Research on Kalman interpolation prediction model based on micro-region PM2.5 concentration.
10.7507/1001-5515.201609050
- Author:
Wei WANG
1
;
Bin ZHENG
1
;
Binlin CHEN
1
;
Yaoming AN
1
;
Xiaoming JIANG
1
;
Zhangyong LI
2
Author Information
1. Research Center of Biomedical Engineering, Chongqing University of Posts and Telecommunications, Chongqing 400065, P.R.China.
2. Research Center of Biomedical Engineering, Chongqing University of Posts and Telecommunications, Chongqing 400065, P.R.China.lizy@cqupt.edu.cn.
- Publication Type:Journal Article
- Keywords:
Kalman prediction;
PM2.5 concentration;
cubic spline interpolation;
micro region
- From:
Journal of Biomedical Engineering
2018;35(1):64-69
- CountryChina
- Language:Chinese
-
Abstract:
In recent years, the pollution problem of particulate matter, especially PM2.5, is becoming more and more serious, which has attracted many people's attention from all over the world. In this paper, a Kalman prediction model combined with cubic spline interpolation is proposed, which is applied to predict the concentration of PM2.5 in the micro-regional environment of campus, and to realize interpolation simulation diagram of concentration of PM2.5 and simulate the spatial distribution of PM2.5. The experiment data are based on the environmental information monitoring system which has been set up by our laboratory.

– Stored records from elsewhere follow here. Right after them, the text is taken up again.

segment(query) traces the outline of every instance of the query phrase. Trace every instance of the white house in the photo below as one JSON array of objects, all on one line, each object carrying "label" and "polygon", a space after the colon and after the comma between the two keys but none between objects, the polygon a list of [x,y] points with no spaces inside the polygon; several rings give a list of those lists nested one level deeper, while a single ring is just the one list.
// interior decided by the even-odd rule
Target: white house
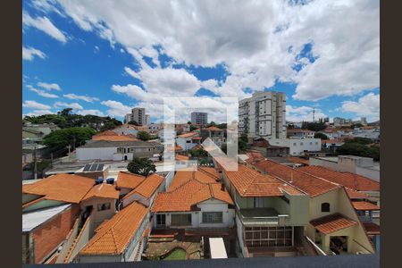
[{"label": "white house", "polygon": [[200,144],[201,137],[197,132],[188,132],[177,136],[176,143],[184,151],[190,150],[197,145]]},{"label": "white house", "polygon": [[76,150],[78,160],[128,161],[133,157],[153,157],[163,152],[163,146],[155,141],[96,140]]},{"label": "white house", "polygon": [[290,155],[300,155],[304,152],[321,151],[321,138],[272,138],[270,145],[289,148]]}]

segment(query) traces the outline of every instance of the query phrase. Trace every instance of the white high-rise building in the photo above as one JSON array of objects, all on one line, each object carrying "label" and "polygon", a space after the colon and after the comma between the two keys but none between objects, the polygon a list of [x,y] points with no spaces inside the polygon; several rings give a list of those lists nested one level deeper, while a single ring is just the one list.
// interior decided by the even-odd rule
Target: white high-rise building
[{"label": "white high-rise building", "polygon": [[239,133],[249,138],[286,138],[286,95],[255,92],[239,103]]}]

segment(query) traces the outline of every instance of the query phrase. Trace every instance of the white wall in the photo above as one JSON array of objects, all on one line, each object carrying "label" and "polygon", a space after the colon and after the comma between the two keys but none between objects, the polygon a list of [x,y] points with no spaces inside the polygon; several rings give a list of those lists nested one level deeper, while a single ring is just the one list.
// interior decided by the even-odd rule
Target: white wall
[{"label": "white wall", "polygon": [[321,138],[272,138],[272,146],[288,147],[291,155],[300,155],[305,150],[321,151]]},{"label": "white wall", "polygon": [[117,153],[117,147],[78,147],[76,150],[76,157],[78,160],[113,160],[113,154],[115,153]]}]

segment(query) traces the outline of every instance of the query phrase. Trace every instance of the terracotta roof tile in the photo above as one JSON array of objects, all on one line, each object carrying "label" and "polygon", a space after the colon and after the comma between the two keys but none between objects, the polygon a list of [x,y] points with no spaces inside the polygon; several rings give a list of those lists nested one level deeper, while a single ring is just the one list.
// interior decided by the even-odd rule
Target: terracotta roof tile
[{"label": "terracotta roof tile", "polygon": [[138,187],[146,178],[141,175],[120,172],[117,175],[116,186],[119,188],[128,188],[130,189]]},{"label": "terracotta roof tile", "polygon": [[22,186],[22,193],[46,199],[80,203],[94,186],[94,180],[72,174],[56,174]]},{"label": "terracotta roof tile", "polygon": [[172,191],[191,180],[197,180],[203,183],[215,183],[218,179],[218,172],[214,168],[197,167],[196,172],[179,171],[172,180],[168,191]]},{"label": "terracotta roof tile", "polygon": [[254,165],[262,172],[288,181],[312,197],[341,187],[336,183],[331,183],[331,181],[303,172],[301,171],[302,168],[293,169],[272,160],[259,161],[254,163]]},{"label": "terracotta roof tile", "polygon": [[354,201],[352,202],[352,205],[356,210],[380,210],[380,206],[378,206],[377,205],[365,201]]},{"label": "terracotta roof tile", "polygon": [[263,175],[243,164],[239,164],[237,172],[223,170],[223,172],[241,197],[281,197],[283,196],[283,190],[289,194],[302,194],[281,180]]},{"label": "terracotta roof tile", "polygon": [[100,183],[94,186],[85,197],[82,201],[89,199],[91,197],[105,197],[105,198],[119,198],[119,191],[116,190],[114,185],[107,183]]},{"label": "terracotta roof tile", "polygon": [[380,234],[380,226],[372,222],[364,222],[363,227],[364,227],[365,231],[368,235],[378,235]]},{"label": "terracotta roof tile", "polygon": [[341,214],[333,214],[310,221],[310,223],[320,232],[330,234],[356,225],[357,222],[352,221]]},{"label": "terracotta roof tile", "polygon": [[380,183],[350,172],[335,172],[321,166],[305,166],[299,170],[356,191],[379,191]]},{"label": "terracotta roof tile", "polygon": [[136,234],[147,213],[147,207],[133,202],[96,230],[80,255],[121,255]]},{"label": "terracotta roof tile", "polygon": [[233,205],[226,189],[222,189],[222,184],[189,180],[174,190],[158,193],[151,211],[154,213],[192,211],[195,205],[212,197]]}]

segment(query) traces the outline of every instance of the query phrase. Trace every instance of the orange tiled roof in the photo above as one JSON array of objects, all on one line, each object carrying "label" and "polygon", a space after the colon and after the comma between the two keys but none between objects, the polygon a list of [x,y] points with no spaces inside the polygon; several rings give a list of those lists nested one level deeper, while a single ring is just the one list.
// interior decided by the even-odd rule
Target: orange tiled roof
[{"label": "orange tiled roof", "polygon": [[116,186],[119,188],[135,188],[138,187],[142,181],[144,181],[146,178],[141,175],[120,172],[117,175]]},{"label": "orange tiled roof", "polygon": [[297,163],[304,163],[306,165],[310,164],[310,160],[300,158],[300,157],[286,157],[286,160],[289,160],[290,162]]},{"label": "orange tiled roof", "polygon": [[72,174],[56,174],[22,186],[22,193],[46,199],[80,203],[94,186],[94,180]]},{"label": "orange tiled roof", "polygon": [[292,186],[306,192],[312,197],[340,188],[340,185],[303,172],[301,170],[304,167],[293,169],[272,160],[259,161],[254,165],[260,171],[266,172],[268,174],[291,183]]},{"label": "orange tiled roof", "polygon": [[367,197],[368,196],[364,193],[361,193],[358,191],[356,191],[354,189],[348,188],[345,188],[348,196],[349,197],[350,199],[356,199],[356,198],[364,198]]},{"label": "orange tiled roof", "polygon": [[305,166],[299,170],[357,191],[379,191],[380,183],[350,172],[335,172],[321,166]]},{"label": "orange tiled roof", "polygon": [[119,191],[116,190],[114,185],[101,183],[94,186],[85,197],[82,201],[89,199],[91,197],[105,197],[117,199],[119,198]]},{"label": "orange tiled roof", "polygon": [[194,171],[179,171],[172,180],[168,191],[174,190],[184,183],[191,180],[197,180],[202,183],[215,183],[218,180],[216,175],[211,171],[213,168],[197,167],[196,172]]},{"label": "orange tiled roof", "polygon": [[108,140],[108,141],[133,141],[138,140],[132,135],[113,135],[113,136],[93,136],[92,140]]},{"label": "orange tiled roof", "polygon": [[352,221],[341,214],[333,214],[318,219],[310,221],[316,230],[324,234],[330,234],[334,231],[356,225],[357,222]]},{"label": "orange tiled roof", "polygon": [[198,135],[198,134],[197,134],[196,132],[188,132],[188,133],[184,133],[184,134],[181,134],[181,135],[178,135],[177,137],[178,138],[190,138],[190,137],[193,137],[195,135]]},{"label": "orange tiled roof", "polygon": [[229,193],[225,188],[222,189],[220,183],[203,183],[197,180],[189,180],[173,190],[158,193],[151,212],[192,211],[195,205],[212,197],[233,205]]},{"label": "orange tiled roof", "polygon": [[373,222],[364,222],[363,227],[364,227],[365,231],[368,235],[378,235],[380,234],[380,226]]},{"label": "orange tiled roof", "polygon": [[355,201],[352,202],[352,205],[356,210],[380,210],[380,206],[378,206],[377,205],[365,201]]},{"label": "orange tiled roof", "polygon": [[289,194],[302,194],[281,180],[263,175],[243,164],[239,164],[237,172],[223,170],[223,172],[241,197],[281,197],[283,196],[283,190]]},{"label": "orange tiled roof", "polygon": [[147,213],[147,207],[141,204],[131,203],[102,223],[80,255],[121,255],[136,234]]},{"label": "orange tiled roof", "polygon": [[176,160],[177,160],[177,161],[185,161],[185,160],[188,160],[188,156],[185,156],[185,155],[176,155]]}]

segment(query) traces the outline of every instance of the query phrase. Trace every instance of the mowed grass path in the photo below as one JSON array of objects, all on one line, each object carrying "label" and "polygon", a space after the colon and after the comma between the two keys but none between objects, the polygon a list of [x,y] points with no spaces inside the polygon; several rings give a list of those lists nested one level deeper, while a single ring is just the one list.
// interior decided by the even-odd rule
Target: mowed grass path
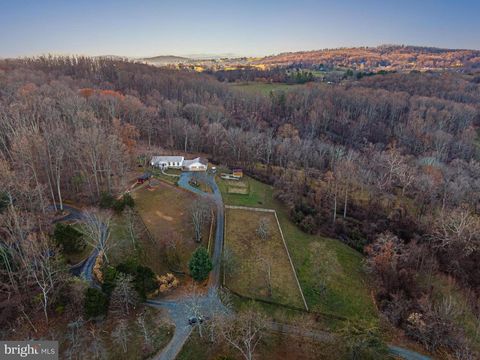
[{"label": "mowed grass path", "polygon": [[225,204],[277,211],[310,310],[377,321],[362,255],[339,240],[302,232],[289,220],[285,206],[274,199],[272,186],[248,177],[243,180],[249,182],[248,195],[228,194],[223,180],[217,180]]},{"label": "mowed grass path", "polygon": [[[274,213],[226,209],[225,218],[225,249],[233,254],[232,270],[225,271],[227,287],[247,297],[304,308]],[[267,239],[256,234],[260,219],[268,224]]]},{"label": "mowed grass path", "polygon": [[284,83],[262,83],[262,82],[246,82],[246,83],[232,83],[231,88],[238,91],[244,91],[249,94],[254,95],[265,95],[268,96],[270,93],[277,91],[292,91],[298,90],[304,87],[305,85],[300,84],[284,84]]}]

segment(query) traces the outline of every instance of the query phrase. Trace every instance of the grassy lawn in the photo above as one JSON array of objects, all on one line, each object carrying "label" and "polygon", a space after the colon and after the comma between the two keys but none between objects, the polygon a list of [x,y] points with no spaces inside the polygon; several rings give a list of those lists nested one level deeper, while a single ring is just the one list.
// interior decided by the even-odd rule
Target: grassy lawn
[{"label": "grassy lawn", "polygon": [[[188,338],[177,360],[243,359],[240,352],[225,345],[212,344],[208,336],[200,338],[194,331]],[[254,354],[255,359],[345,359],[344,349],[336,343],[322,343],[294,336],[265,332]]]},{"label": "grassy lawn", "polygon": [[217,180],[225,203],[277,211],[310,310],[377,321],[362,255],[338,240],[302,232],[289,220],[286,208],[274,199],[273,187],[248,177],[243,181],[249,183],[248,195],[228,194],[225,181]]},{"label": "grassy lawn", "polygon": [[178,181],[180,174],[182,173],[181,170],[178,169],[167,169],[165,170],[165,174],[169,175],[176,175],[176,176],[168,176],[165,175],[160,171],[158,168],[149,168],[148,171],[152,173],[152,175],[158,179],[161,179],[162,181],[165,181],[169,184],[175,185],[175,183]]},{"label": "grassy lawn", "polygon": [[[127,351],[123,352],[123,349],[120,345],[116,344],[113,341],[111,333],[115,330],[117,326],[117,321],[113,318],[107,318],[106,320],[101,320],[97,322],[96,329],[97,334],[101,339],[101,342],[105,348],[105,359],[111,360],[130,360],[130,359],[146,359],[153,354],[156,354],[161,349],[163,349],[170,339],[173,336],[174,326],[166,323],[164,319],[164,314],[157,309],[150,307],[145,308],[146,314],[146,324],[149,331],[149,335],[152,339],[152,347],[148,350],[144,350],[144,341],[141,330],[136,323],[136,317],[134,314],[126,319],[128,323],[128,344]],[[58,334],[55,336],[55,339],[59,339],[60,353],[63,355],[61,358],[67,358],[66,351],[69,347],[68,334],[69,329],[65,322],[57,323],[57,326],[52,330]],[[90,327],[88,324],[82,329],[84,331],[83,343],[79,350],[77,350],[78,358],[90,359],[93,358],[92,353],[88,353],[89,344],[91,342],[91,335],[88,333]],[[79,353],[80,352],[80,353]]]},{"label": "grassy lawn", "polygon": [[270,95],[273,91],[292,91],[301,89],[303,85],[299,84],[284,84],[284,83],[262,83],[262,82],[248,82],[248,83],[232,83],[232,89],[244,91],[254,95]]},{"label": "grassy lawn", "polygon": [[[174,186],[158,184],[132,193],[135,207],[152,238],[146,236],[142,243],[145,263],[161,274],[171,270],[172,258],[167,259],[167,249],[173,249],[175,270],[187,272],[188,261],[198,247],[190,221],[189,207],[196,195]],[[208,245],[210,223],[203,229],[202,243]],[[169,266],[170,265],[170,266]]]},{"label": "grassy lawn", "polygon": [[[227,287],[251,298],[303,308],[275,215],[239,209],[226,209],[225,214],[225,249],[233,254],[232,269],[225,271]],[[267,239],[256,235],[260,219],[268,224]]]}]

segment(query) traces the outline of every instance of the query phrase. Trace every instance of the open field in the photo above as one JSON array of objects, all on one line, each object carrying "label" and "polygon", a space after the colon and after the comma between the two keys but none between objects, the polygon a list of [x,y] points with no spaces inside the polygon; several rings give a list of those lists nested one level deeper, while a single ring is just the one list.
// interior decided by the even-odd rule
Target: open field
[{"label": "open field", "polygon": [[277,211],[310,310],[377,321],[362,255],[339,240],[302,232],[289,220],[285,206],[274,198],[272,186],[249,177],[243,181],[249,183],[248,195],[228,194],[224,180],[218,180],[225,204]]},{"label": "open field", "polygon": [[299,84],[283,84],[283,83],[262,83],[262,82],[248,82],[248,83],[233,83],[230,85],[232,89],[244,91],[249,94],[270,95],[273,91],[292,91],[301,89],[304,85]]},{"label": "open field", "polygon": [[[267,239],[256,234],[260,221],[268,224]],[[225,251],[233,262],[225,271],[226,286],[247,297],[303,308],[274,213],[226,209],[225,223]]]},{"label": "open field", "polygon": [[242,180],[224,180],[227,184],[227,192],[229,194],[248,195],[248,182]]},{"label": "open field", "polygon": [[[146,319],[146,326],[148,331],[150,332],[150,336],[152,339],[152,349],[149,351],[148,355],[153,355],[163,349],[173,335],[173,326],[165,322],[164,315],[161,314],[161,311],[157,309],[153,309],[150,307],[145,308],[145,319]],[[140,360],[147,358],[147,354],[143,353],[144,344],[143,344],[143,336],[139,326],[136,324],[136,318],[134,316],[130,316],[126,319],[128,324],[128,329],[130,331],[128,337],[128,346],[127,351],[123,352],[122,347],[116,344],[113,339],[111,333],[115,330],[118,322],[115,321],[113,318],[102,320],[96,324],[97,335],[102,341],[102,344],[105,347],[105,357],[104,359],[109,360]],[[58,328],[55,328],[52,331],[58,331],[60,335],[58,338],[63,339],[60,341],[60,352],[62,353],[61,358],[68,358],[66,355],[66,349],[68,349],[69,341],[66,339],[66,335],[70,332],[67,328],[66,323],[57,324]],[[92,353],[88,352],[88,345],[91,342],[91,336],[86,337],[87,343],[82,344],[83,352],[79,358],[94,358]],[[82,356],[83,355],[83,356]]]},{"label": "open field", "polygon": [[[196,195],[159,183],[132,193],[135,207],[152,237],[145,236],[142,254],[145,265],[161,274],[170,270],[187,271],[194,240],[189,207]],[[208,244],[210,222],[203,229],[202,243]]]}]

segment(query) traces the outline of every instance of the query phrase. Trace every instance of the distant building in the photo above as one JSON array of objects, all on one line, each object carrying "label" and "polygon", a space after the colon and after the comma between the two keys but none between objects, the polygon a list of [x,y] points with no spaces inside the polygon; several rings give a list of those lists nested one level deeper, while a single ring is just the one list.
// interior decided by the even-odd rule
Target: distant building
[{"label": "distant building", "polygon": [[185,171],[207,171],[208,160],[200,157],[193,160],[183,160],[182,168]]},{"label": "distant building", "polygon": [[181,169],[184,160],[183,156],[154,156],[150,165],[160,169]]},{"label": "distant building", "polygon": [[160,169],[181,169],[183,171],[207,171],[208,160],[197,157],[185,160],[183,156],[154,156],[150,165]]}]

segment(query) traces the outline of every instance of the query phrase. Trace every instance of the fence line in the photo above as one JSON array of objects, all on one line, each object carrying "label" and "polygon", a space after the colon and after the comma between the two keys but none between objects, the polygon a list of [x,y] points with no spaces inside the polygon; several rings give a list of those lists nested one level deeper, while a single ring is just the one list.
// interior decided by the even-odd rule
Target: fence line
[{"label": "fence line", "polygon": [[260,211],[260,212],[269,212],[274,213],[273,209],[263,209],[263,208],[252,208],[248,206],[236,206],[236,205],[225,205],[226,209],[237,209],[237,210],[250,210],[250,211]]},{"label": "fence line", "polygon": [[[295,281],[297,282],[298,290],[300,291],[300,295],[302,296],[303,305],[305,305],[305,309],[308,310],[307,301],[305,300],[305,296],[303,295],[302,287],[300,286],[300,281],[298,281],[297,271],[295,270],[295,266],[293,266],[292,257],[290,256],[290,251],[288,251],[287,242],[285,241],[285,237],[283,236],[282,227],[280,226],[280,221],[278,221],[277,212],[274,209],[263,209],[263,208],[254,208],[248,206],[236,206],[236,205],[225,205],[227,209],[237,209],[237,210],[250,210],[250,211],[259,211],[259,212],[268,212],[273,213],[275,215],[275,220],[277,221],[278,229],[280,230],[280,235],[282,236],[283,246],[285,251],[287,252],[288,261],[290,262],[290,266],[292,267],[293,275],[295,276]],[[226,219],[226,214],[224,215]],[[226,228],[226,221],[224,223]],[[225,281],[224,281],[225,285]]]},{"label": "fence line", "polygon": [[285,242],[285,238],[283,237],[283,231],[282,231],[282,227],[280,226],[280,221],[278,221],[277,212],[275,211],[274,214],[275,214],[275,219],[277,220],[278,228],[280,229],[280,235],[282,235],[283,245],[285,246],[285,251],[287,252],[288,260],[290,261],[290,265],[292,266],[293,275],[295,275],[295,280],[297,281],[298,290],[300,290],[300,295],[302,295],[302,300],[303,300],[303,304],[305,305],[305,309],[307,309],[308,311],[307,301],[305,300],[305,296],[303,295],[302,287],[300,286],[300,282],[298,281],[297,272],[295,271],[295,266],[293,266],[293,261],[290,256],[290,251],[288,251],[287,243]]}]

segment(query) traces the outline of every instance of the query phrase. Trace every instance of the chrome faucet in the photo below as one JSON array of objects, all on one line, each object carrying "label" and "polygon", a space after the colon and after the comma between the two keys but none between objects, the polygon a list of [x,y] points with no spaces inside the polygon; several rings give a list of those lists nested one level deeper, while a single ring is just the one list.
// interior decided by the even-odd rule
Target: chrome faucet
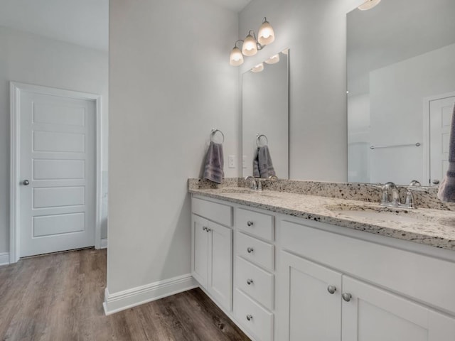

And the predicted and actual values of PM2.5 concentration data have been checked by the way of Wilcoxon signed-rank test. We find that the value of bilateral progressive significance probability was 0.527, which is much greater than the significant level = 0.05. The mean absolute error (MEA) of Kalman prediction model was 1.8 μg/m , the average relative error (MER) was 6%, and the correlation coefficient was 0.87. Thus, the Kalman prediction model has a better effect on the prediction of concentration of PM2.5 than those of the back propagation (BP) prediction and support vector machine (SVM) prediction. In addition, with the combination of Kalman prediction model and the spline interpolation method, the spatial distribution and local pollution characteristics of PM2.5 can be simulated.